DHCP or fixed IPs for servers ????

Tim ignored_mailbox at yahoo.com.au
Mon Sep 19 06:53:56 UTC 2011


On Mon, 2011-09-19 at 00:28 -0600, linux guy wrote:
> I have a number of servers on our local network.  I have always set
> the IP on my servers manually, ie disabled DHCP and assigned each one
> a unique fixed IP.
>  
> Is there a practical way to assign an IP to a server automatically, ie
> with DHCP and still have other computers find it on the network and
> have services like port forwarding, firewalls, etc. work properly in
> routers ?

Yes, if you can configure your DHCP server, you can tell it to always
assign a specific IP to a specific machine.

And, you'd run a DNS server on your LAN (probably on the same machine as
the DHCP server, but it doesn't have to be).  That DNS server would
resolve local machine names, including the ones that we're talking
about.

If your DHCP server is a modem/router, it may be able to do all of that,
or perhaps only part (such as being able to dole out addresses, but not
do DNS lookups for those addresses), it depends on how it was made.

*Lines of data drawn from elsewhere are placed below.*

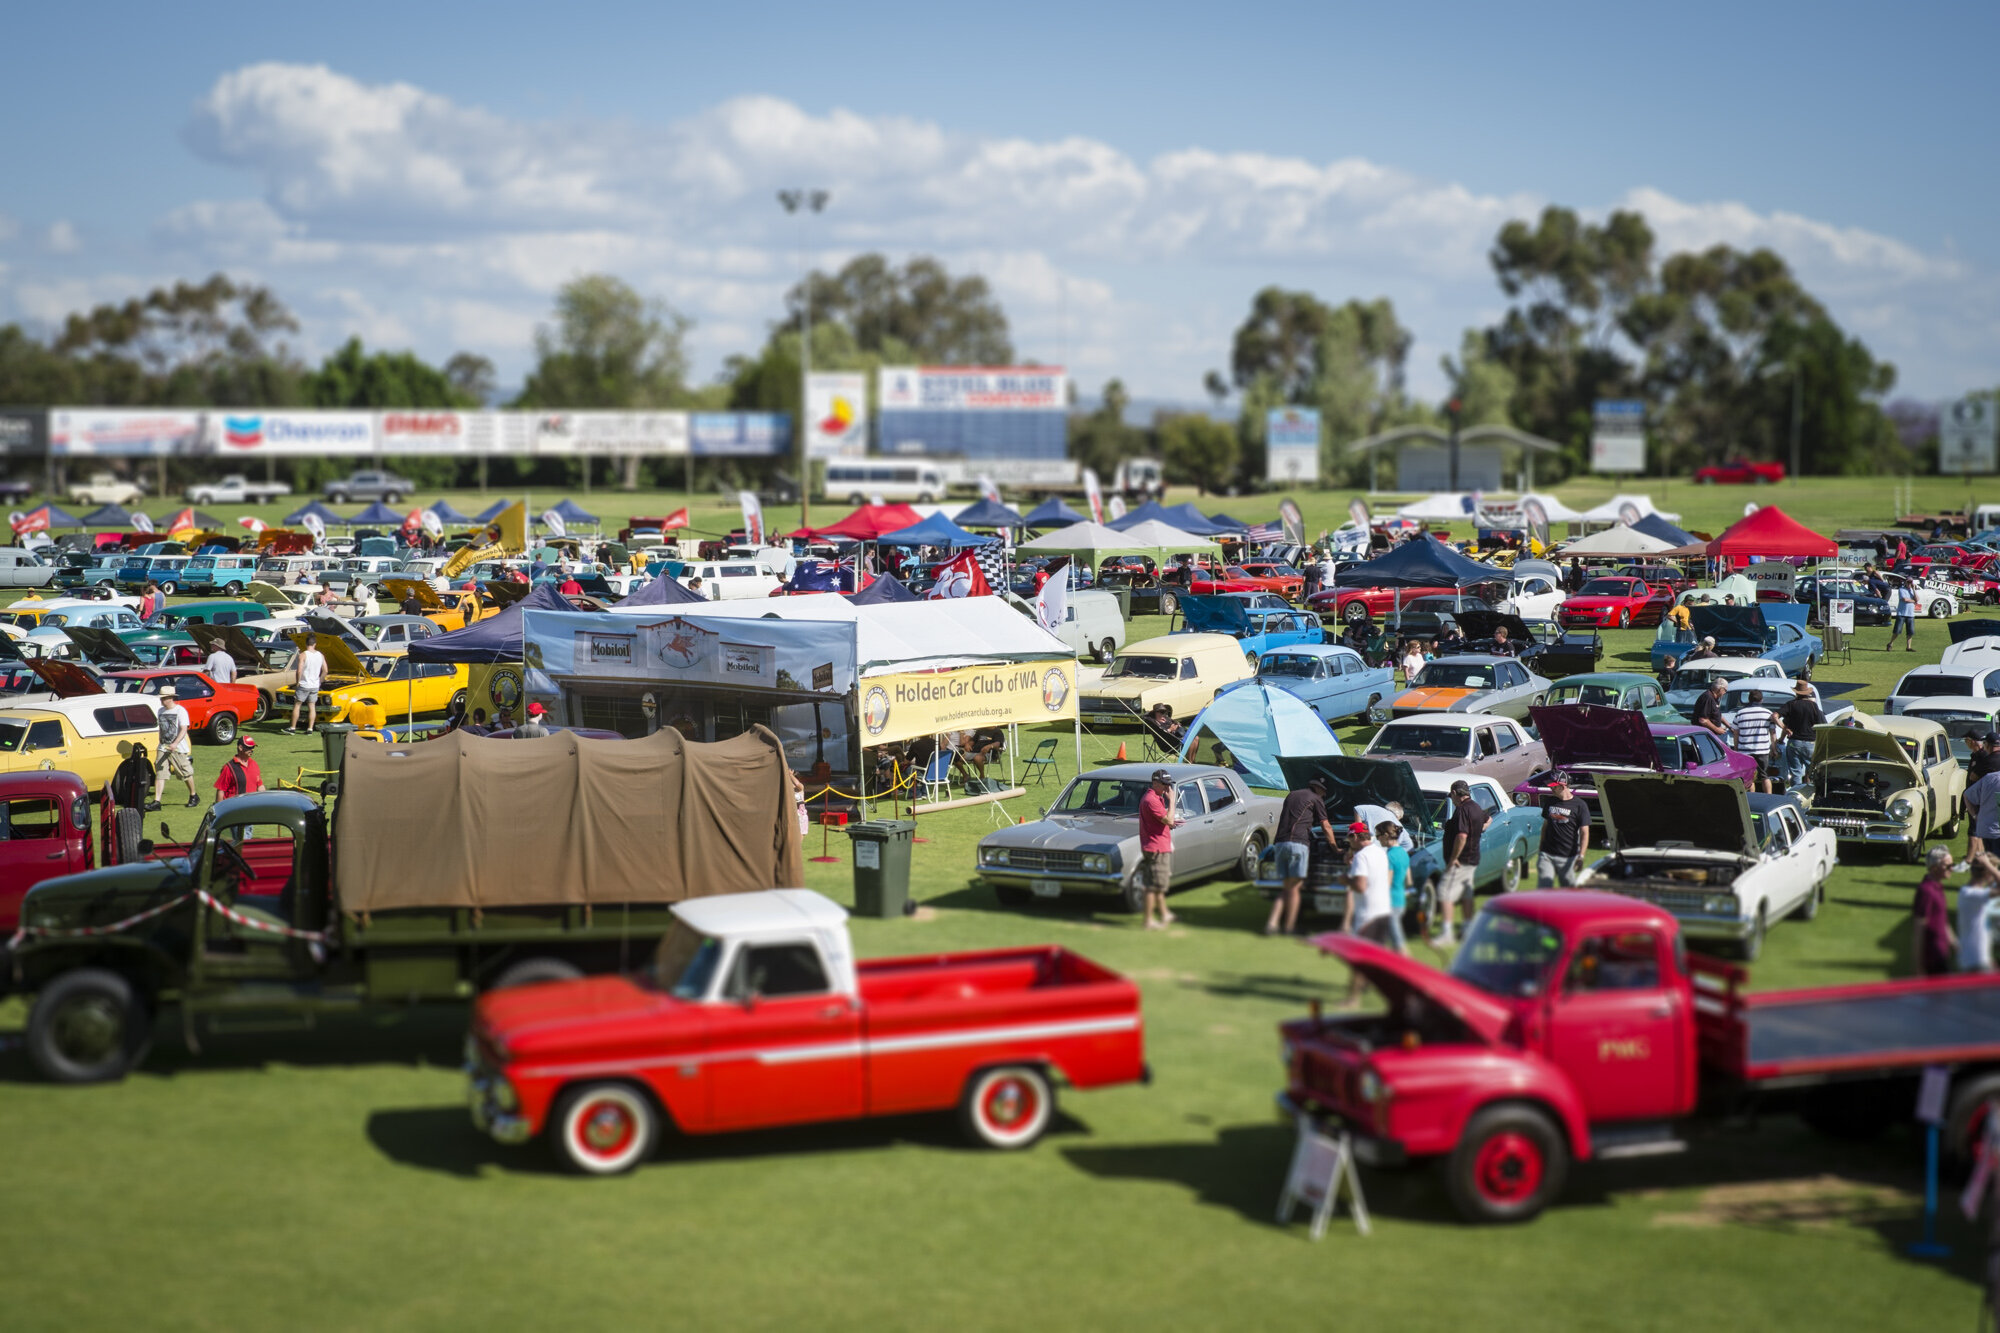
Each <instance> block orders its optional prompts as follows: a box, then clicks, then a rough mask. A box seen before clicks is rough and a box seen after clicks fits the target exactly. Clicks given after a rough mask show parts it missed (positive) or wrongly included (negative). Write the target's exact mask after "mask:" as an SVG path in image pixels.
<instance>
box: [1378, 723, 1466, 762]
mask: <svg viewBox="0 0 2000 1333" xmlns="http://www.w3.org/2000/svg"><path fill="white" fill-rule="evenodd" d="M1470 737H1472V729H1470V727H1384V729H1382V731H1378V733H1376V739H1374V741H1372V743H1370V745H1368V753H1370V755H1452V757H1464V753H1466V749H1468V747H1470V743H1472V741H1470Z"/></svg>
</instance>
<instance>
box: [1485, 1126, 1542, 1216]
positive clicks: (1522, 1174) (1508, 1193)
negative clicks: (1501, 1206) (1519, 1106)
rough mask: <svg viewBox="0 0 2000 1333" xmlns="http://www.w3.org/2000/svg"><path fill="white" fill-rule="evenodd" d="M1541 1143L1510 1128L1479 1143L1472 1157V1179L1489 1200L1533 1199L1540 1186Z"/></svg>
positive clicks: (1524, 1199)
mask: <svg viewBox="0 0 2000 1333" xmlns="http://www.w3.org/2000/svg"><path fill="white" fill-rule="evenodd" d="M1542 1171H1544V1163H1542V1145H1540V1143H1536V1141H1534V1139H1530V1137H1528V1135H1522V1133H1516V1131H1512V1129H1510V1131H1504V1133H1498V1135H1494V1137H1492V1139H1488V1141H1486V1143H1482V1145H1480V1151H1478V1157H1474V1159H1472V1183H1474V1185H1476V1187H1478V1191H1480V1195H1482V1197H1486V1199H1488V1201H1490V1203H1508V1205H1512V1203H1522V1201H1526V1199H1532V1197H1534V1191H1538V1189H1540V1187H1542Z"/></svg>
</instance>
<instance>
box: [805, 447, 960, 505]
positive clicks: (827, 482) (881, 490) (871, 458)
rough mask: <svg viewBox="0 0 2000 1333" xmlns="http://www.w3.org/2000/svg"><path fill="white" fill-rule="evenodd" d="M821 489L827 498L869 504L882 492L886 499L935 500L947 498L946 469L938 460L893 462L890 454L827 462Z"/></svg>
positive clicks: (920, 503)
mask: <svg viewBox="0 0 2000 1333" xmlns="http://www.w3.org/2000/svg"><path fill="white" fill-rule="evenodd" d="M820 490H822V494H826V498H840V496H846V500H848V504H868V502H870V500H874V498H876V496H882V500H884V502H896V500H916V502H918V504H932V502H934V500H942V498H944V470H942V468H938V464H936V462H892V460H888V458H868V460H860V462H828V464H826V484H824V486H822V488H820Z"/></svg>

My own LAN has a central server which handles DHCP, DNS, mail, and a few
other services.  It's DNS server is pre-configured with some of the
static IPs that have been hand set on some machines.  The DHCP server
dynamically re-configures the DNS server with any addresses that the
DHCP server has doled out, automatically.

Things, pretty much, "just work," including guest machines (which get
doled out a few addresses in a specific range.

And, as far as having your firewalls and port forwarding rules still
work...  If they're configured to work on specific IPs, it doesn't
matter how that IP was assigned to the machine, so long as the IPs that
you expect to be used are used.

-- 
[tim at localhost ~]$ uname -r
2.6.27.25-78.2.56.fc9.i686

Don't send private replies to my address, the mailbox is ignored.  I
read messages from the public lists.